Question

You flip a coin three times. (a) What is the probability of getting heads on only one of your flips? (b) What is the probability of getting heads on at least one flip?

Short answer

(a) \( \frac{3}{8} \); (b) \( \frac{7}{8} \).

Step-by-step solution

Understand the Problem

We need to determine the probability of certain outcomes when flipping a fair coin three times. We will first calculate the probability of getting exactly one head (part a) and then the probability of getting at least one head (part b).

List Possible Outcomes

When you flip a coin three times, there are 2 possible outcomes for each flip (heads or tails). Thus, the total number of outcomes is given by \( 2^3 = 8 \). These outcomes are: HHH, HHT, HTH, HTT, THH, THT, TTH, TTT.

Calculate Probability for Part (a)

We need to find the number of outcomes where there is exactly one head. The outcomes are: HTT, THT, TTH. There are 3 outcomes with exactly one head. Thus, the probability is \( \frac{3}{8} \).
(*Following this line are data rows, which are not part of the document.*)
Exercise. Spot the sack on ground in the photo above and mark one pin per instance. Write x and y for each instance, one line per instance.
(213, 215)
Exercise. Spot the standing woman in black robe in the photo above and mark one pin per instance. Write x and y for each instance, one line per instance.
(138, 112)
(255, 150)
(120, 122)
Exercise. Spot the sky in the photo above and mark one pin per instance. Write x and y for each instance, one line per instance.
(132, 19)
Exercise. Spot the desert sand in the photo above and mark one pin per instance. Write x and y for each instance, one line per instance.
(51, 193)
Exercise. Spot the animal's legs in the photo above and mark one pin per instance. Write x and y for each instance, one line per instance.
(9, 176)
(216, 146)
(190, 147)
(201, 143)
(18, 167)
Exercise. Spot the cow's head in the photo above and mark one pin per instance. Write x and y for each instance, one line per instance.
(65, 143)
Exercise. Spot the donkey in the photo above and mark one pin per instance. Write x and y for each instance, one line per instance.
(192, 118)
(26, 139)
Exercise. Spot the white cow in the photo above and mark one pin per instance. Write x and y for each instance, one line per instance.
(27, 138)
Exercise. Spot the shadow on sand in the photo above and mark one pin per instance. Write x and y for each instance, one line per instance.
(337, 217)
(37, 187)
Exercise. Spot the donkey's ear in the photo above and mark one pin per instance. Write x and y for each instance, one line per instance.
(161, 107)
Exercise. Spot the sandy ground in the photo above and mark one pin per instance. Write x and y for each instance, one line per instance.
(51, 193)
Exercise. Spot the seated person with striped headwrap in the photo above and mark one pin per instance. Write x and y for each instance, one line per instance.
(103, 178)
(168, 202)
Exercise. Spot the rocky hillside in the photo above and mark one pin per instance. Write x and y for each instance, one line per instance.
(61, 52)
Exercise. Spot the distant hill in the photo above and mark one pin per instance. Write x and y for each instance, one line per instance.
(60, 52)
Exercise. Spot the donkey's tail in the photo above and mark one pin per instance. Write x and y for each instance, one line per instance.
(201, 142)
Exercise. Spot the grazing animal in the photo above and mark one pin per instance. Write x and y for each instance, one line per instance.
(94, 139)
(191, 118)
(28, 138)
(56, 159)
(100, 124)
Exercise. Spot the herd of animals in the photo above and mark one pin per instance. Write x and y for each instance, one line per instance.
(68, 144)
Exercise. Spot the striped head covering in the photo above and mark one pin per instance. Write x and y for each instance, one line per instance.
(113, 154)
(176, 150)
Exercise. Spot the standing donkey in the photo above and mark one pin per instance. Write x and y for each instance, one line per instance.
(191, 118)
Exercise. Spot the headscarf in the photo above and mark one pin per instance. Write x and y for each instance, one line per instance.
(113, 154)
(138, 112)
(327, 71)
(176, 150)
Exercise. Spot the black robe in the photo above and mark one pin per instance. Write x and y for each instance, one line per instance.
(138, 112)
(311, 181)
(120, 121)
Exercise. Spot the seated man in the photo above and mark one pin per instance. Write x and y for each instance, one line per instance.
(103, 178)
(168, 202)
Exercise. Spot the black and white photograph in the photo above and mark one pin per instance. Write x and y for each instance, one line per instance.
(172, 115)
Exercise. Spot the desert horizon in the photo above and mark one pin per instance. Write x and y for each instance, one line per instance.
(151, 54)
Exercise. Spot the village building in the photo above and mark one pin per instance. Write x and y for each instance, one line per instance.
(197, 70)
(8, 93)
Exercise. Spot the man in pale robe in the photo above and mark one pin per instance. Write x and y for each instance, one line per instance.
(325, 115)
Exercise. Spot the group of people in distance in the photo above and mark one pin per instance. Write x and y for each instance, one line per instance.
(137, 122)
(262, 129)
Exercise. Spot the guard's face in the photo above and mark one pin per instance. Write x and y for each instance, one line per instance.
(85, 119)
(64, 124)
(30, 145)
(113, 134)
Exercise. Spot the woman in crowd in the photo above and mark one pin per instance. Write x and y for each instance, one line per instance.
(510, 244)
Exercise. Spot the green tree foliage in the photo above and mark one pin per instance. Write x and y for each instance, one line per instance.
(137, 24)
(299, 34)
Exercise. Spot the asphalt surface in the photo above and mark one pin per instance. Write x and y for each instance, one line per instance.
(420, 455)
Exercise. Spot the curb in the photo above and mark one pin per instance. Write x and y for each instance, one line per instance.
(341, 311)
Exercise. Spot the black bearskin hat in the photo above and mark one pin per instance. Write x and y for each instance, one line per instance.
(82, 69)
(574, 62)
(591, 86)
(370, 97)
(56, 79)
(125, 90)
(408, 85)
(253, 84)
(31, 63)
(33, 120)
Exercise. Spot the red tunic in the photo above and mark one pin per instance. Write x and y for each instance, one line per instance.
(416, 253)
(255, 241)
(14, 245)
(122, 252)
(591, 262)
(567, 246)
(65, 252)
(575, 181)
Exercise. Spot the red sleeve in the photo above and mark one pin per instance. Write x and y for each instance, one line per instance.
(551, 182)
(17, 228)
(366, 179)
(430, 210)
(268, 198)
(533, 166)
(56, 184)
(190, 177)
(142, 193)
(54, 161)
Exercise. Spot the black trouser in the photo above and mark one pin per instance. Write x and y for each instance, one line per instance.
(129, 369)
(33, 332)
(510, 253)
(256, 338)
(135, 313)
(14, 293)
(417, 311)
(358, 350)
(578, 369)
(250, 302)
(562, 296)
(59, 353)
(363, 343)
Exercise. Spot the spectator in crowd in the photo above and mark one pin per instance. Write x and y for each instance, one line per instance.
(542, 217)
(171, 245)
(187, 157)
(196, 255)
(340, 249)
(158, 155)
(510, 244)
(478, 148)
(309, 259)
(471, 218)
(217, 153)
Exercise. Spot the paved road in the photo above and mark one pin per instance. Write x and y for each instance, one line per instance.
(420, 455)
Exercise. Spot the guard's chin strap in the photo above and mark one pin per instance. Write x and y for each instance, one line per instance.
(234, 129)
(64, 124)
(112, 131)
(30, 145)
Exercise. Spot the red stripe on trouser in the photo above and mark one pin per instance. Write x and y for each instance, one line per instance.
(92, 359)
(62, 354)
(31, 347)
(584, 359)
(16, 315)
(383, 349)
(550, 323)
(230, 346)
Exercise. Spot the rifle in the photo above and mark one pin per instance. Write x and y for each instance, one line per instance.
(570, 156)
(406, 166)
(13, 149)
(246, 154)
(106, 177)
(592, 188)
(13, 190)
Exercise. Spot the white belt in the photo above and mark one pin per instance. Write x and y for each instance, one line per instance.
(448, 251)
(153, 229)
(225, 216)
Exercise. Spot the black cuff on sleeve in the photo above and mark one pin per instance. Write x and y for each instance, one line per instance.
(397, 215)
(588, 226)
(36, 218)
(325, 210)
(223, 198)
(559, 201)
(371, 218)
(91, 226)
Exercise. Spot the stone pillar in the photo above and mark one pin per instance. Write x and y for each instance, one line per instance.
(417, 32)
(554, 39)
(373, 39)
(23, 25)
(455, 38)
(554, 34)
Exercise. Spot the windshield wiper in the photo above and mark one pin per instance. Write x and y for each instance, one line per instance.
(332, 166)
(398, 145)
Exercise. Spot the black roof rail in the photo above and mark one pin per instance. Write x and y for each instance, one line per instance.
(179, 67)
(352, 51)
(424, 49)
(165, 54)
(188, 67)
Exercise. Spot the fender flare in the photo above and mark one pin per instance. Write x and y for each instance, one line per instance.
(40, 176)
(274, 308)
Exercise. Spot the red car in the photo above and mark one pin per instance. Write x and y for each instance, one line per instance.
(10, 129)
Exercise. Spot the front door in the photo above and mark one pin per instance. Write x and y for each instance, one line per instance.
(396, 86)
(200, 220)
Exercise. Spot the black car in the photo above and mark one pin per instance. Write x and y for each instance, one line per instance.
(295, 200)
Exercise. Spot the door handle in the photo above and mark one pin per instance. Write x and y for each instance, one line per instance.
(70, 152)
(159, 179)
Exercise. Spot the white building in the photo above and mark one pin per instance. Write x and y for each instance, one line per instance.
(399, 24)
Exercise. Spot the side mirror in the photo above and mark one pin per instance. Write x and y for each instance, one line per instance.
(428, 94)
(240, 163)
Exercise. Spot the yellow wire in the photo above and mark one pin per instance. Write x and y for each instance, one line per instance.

Calculate Probability for Part (b)

For at least one head, we find the complement (no heads at all). The outcome with no heads is TTT, which has a probability of \( \frac{1}{8} \). Therefore, the probability of at least one head is \( 1 - \frac{1}{8} = \frac{7}{8} \).

Key concepts

Coin Flipping

Coin flipping is a classic example in probability theory often used to illustrate basic concepts. When you flip a coin, it has two sides: heads and tails. Each flip is an independent event, meaning the result of one flip doesn't affect the next. This independence is important because it allows us to calculate probabilities assuming each coin flip has an equal chance of landing heads or tails, typically a probability of 0.5 or 50% for each result.
In exercises like the one presented, you're often asked to evaluate the likelihood of various sequences over multiple flips. Even with a simple tool like a coin, understanding the outcomes and their probabilities helps set the foundation for more complex probability problems.

Outcome Calculation

When dealing with probability in coin flipping, calculating the number of possible outcomes is a key step. With a single coin flip, the outcomes are straightforward: heads or tails.
But when flipping the coin multiple times, say three as in the exercise, the number of outcomes increases exponentially according to the formula \(2^n\), where \(n\) is the number of flips.
For three flips, you get \(2^3 = 8\) different sequences, such as HHH, HHT, HTT, and so on. Listing all possible sequences is useful to visualize and calculate probabilities for specific outcomes, such as getting one head or at least one head in a given series of flips.

Complementary Probability

Complementary probability is a useful concept in calculating the likelihood of an event by considering the event's opposite. In probability, the complement of an event \(A\) is usually denoted as \(\bar{A}\), and its probability is calculated as \(1 - P(A)\).
This concept simplifies problems like part (b) of our exercise. Instead of counting all sequences with at least one head, you find it easier to calculate the probability of getting no heads (TTT) and subtract from 1. In this exercise, there's a single sequence TTT with no heads, offering a probability of \(\frac{1}{8}\). Hence, getting at least one head is \(1 - \frac{1}{8} = \frac{7}{8}\).
Complementary probability is a time-saving strategy, especially when directly counting outcomes can be cumbersome.

Discrete Probability

Discrete probability deals with events that occur in countable sample spaces, such as the flip of a coin. In such cases, it's useful for problems where outcomes are separate and distinct. Each outcome here, such as HTT or TTH, is separate and can be counted.
When you flip a coin, you get a finite number of possible outcomes, eight in the case of three flips. Discrete events resolve into clear results that can be directly enumerated and thereby make probability calculations straightforward.
Calculating probabilities in discrete spaces involves counting favorable outcomes and dividing by the total number of possible outcomes. For instance, for part (a) in the exercise—obtaining exactly one head—the favorable outcomes (HTT, THT, TTH) are countable (3 in total), yielding a probability of \(\frac{3}{8}\). Understanding discrete probability helps in dealing with events that may look complex but resolve into simple counts of outcomes.